Страница 1 из 6
Валерия Карих
Летаргия
Глава 1
«Ну, что за чудо мои волки и овцы, что за чудо! А какая экспрессия, какой талант и разворот, а как актеры играют.……, ну, чудо же. Такие молодые и гибкие, как пластилин, – лепи из них и делай, что захочешь. А я и захочу, а я и сделаю…», – приговаривал, улыбаясь про себя, быстро идущий по волжской набережной Родион Левин. На его красивом и смуглом лице жгуче горели глаза, похожие на две перезрелые черносливы. Их дерзкое и презрительное выражение придавали лицу театрального режиссера немного диковатый вид.
Левин служил в театре города N-ска режиссером и одновременно художественным руководителем, попав на эту хорошо оплачиваемую должность по протекции высокопоставленных покровителей из городской администрации и департамента культуры Москвы. Было ему сорок лет, но он был не женат, вертелся в светских кругах, и вхож в высокие кабинеты, считаясь там за своего. В средствах массовой информации его величали не иначе, как талантливым и прогрессивным режиссером, а некоторые удостаивали еще и звания гения, что впрочем, выглядело довольно спорно, так как не все горожане, и уж тем более ценители с восторгом принимали его искусство. Однако, в духе тех модных веяний, которые пришли к нам с Европы, Левин вполне вписывался в звание гениального. К тому же в духе тех самых веяний Запада, он не скрывал своего интереса к порочным проявлениям человеческих страстей, изображая их откровенно, во всех доступных формах на сцене, что также окружало его личность ореолом скандальной и громкой известности.
Театр, куда он направлялся, располагался в центре города в красивом старинном здании, построенном в девятнадцатом веке, и которое являлся точкой притяжения для местной городской интеллигенции, дорожившей классическими традициями в театральном искусстве, сложившимися в течение последних двух столетий и желающей сохранить дух классики в доме у Мельпомены.
Прогудел проплывающий по Волге пароход, и Левин невольно залюбовался его четкими и красивыми очертаниями.
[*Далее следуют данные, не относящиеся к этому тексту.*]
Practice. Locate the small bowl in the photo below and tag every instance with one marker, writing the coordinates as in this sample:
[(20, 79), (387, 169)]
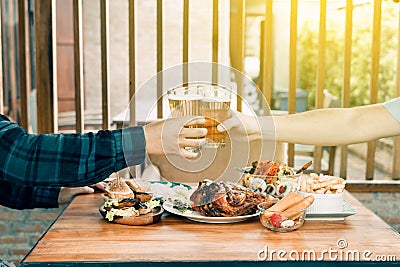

Судно равномерно и плавно рассекало блистающую на солнце широкую водную гладь. И эта величественная картина вызвала в Левине трепет и чувство восторга, настолько прекрасными и панорамными показались ему и эти слитые воедино река и небо, и посеребренная кудрявая зелень томно склонившихся ив, и густых кустов сирени, взволнованно шумящих кленов, и черной вязи тянувшейся вдоль парапета железной ограды, да и сам белокаменный парапет с широкими и ниспадающими ступенями, по которым спускались редкие прохожие.
Настроение у Левина было прекрасным: скоро должен открыться второй театральный сезон с момента его вступления его на должность. Артисты театра играли на репетициях хорошо, в чем он мог и сам убедиться. И хотя некоторые из них все еще не дотягивали до совершенства, он мог быть доволен проделанной за лето работой. И он уже начал задумываться над следующей своей постановкой, решив в этот раз сосредоточить свое внимание не на русской классике, в которую входили Островский, Чехов и Гоголь, а присмотреться к репертуару известных европейских театров. Перебирая сценарии и авторов, читая многочисленные статьи и отзывы в специализированных журналах, он угадывал и анализировал замысел режиссера, поставившего спектакль, и примерял этот спектакль к нашей действительности. Левин стремился достичь своей вершины на театральном олимпе и надеялся стать великим мастером чтобы когда-нибудь и по его пьесам учились другие режиссеры, беря с него пример.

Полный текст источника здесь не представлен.